For good programmers, one of the best things about working for a startup is that there are few checks on releases. In true startups, there are no external checks at all. If you have an idea for a new feature in the morning, you can write it and push it to the production servers before lunch. And when you can do that, you have more ideas.
在大公司,软件在发布前必须经过各种审批。这样做付出的成本可能是巨大的——事实上,是断崖式的。我最近和三位程序员聊天,他们的创业公司在几年前被一家大公司收购了。在他们独立的时候,他们可以即时发布修改。而现在,他们说,把代码发布到生产服务器上绝对最快的速度是两周。
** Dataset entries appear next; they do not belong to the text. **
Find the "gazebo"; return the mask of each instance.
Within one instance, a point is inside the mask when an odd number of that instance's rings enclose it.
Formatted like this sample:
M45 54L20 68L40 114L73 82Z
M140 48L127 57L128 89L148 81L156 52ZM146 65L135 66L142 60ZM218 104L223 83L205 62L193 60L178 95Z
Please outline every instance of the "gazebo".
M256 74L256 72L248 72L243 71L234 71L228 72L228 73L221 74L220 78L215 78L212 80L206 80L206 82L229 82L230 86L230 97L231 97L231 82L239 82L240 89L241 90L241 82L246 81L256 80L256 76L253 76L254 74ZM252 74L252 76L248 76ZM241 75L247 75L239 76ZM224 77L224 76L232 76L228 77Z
At big companies, software has to go through various approvals before it can be launched. And the cost of doing this can be enormous—in fact, discontinuous. I was talking recently to a group of three programmers whose startup had been acquired a few years before by a big company. When they'd been independent, they could release changes instantly. Now, they said, the absolute fastest they could get code released on the production servers was two weeks.
这不仅降低了他们的工作效率,还让他们讨厌为这家收购方工作。
This didn't merely make them less productive. It made them hate working for the acquirer.
程序员有多喜欢能够努力工作,这里有一个迹象:这些家伙甚至愿意付钱来换取像以前那样立即发布代码的能力。我问他们是否愿意用 10% 的收购款来换取立即发布代码的能力,三个人都立刻回答愿意。然后我问,为了这个能力,他们愿意交易的收购款最高比例是多少。他们说他们不想去想,因为不想知道自己会出到多高,但我得到的印象是,可能高达一半。
Here's a sign of how much programmers like to be able to work hard: these guys would have paid to be able to release code immediately, the way they used to. I asked them if they'd trade 10% of the acquisition price for the ability to release code immediately, and all three instantly said yes. Then I asked what was the maximum percentage of the acquisition price they'd trade for it. They said they didn't want to think about it, because they didn't want to know how high they'd go, but I got the impression it might be as much as half.
他们宁愿牺牲数十万美元,甚至数百万美元,仅仅为了能够向用户交付更多的软件。你猜怎么着?让他们这样做本可以是非常安全的。事实上,收购方原本会过得更好;这些家伙不仅不会搞砸任何事情,还能完成更多的工作。因此,收购方实际上是在以更高的成本获得更差的业绩。就像那个审批软件采购的委员会一样。
They'd have sacrificed hundreds of thousands of dollars, perhaps millions, just to be able to deliver more software to users. And you know what? It would have been perfectly safe to let them. In fact, the acquirer would have been better off; not only wouldn't these guys have broken anything, they'd have gotten a lot more done. So the acquirer is in fact getting worse performance at greater cost. Just like the committee approving software purchases.
正如“太难伺候”的最大危险不是你多付了钱,而是最好的供应商根本不卖东西给你;对你的程序员施加太多防范机制的最大危险,不是你会降低他们的效率,而是优秀的程序员根本不想为你工作。
And just as the greatest danger of being hard to sell to is not that you overpay but that the best suppliers won't even sell to you, the greatest danger of applying too many checks to your programmers is not that you'll make them unproductive, but that good programmers won't even want to work for you.
史蒂夫·乔布斯那句著名的格言“艺术家要交卷”是双向成立的。艺术家不仅有能力交付,他们还坚持要交付。所以,如果你不让人交付,你就不会拥有任何艺术家。
Steve Jobs's famous maxim "artists ship" works both ways. Artists aren't merely capable of shipping. They insist on it. So if you don't let people ship, you won't have any artists.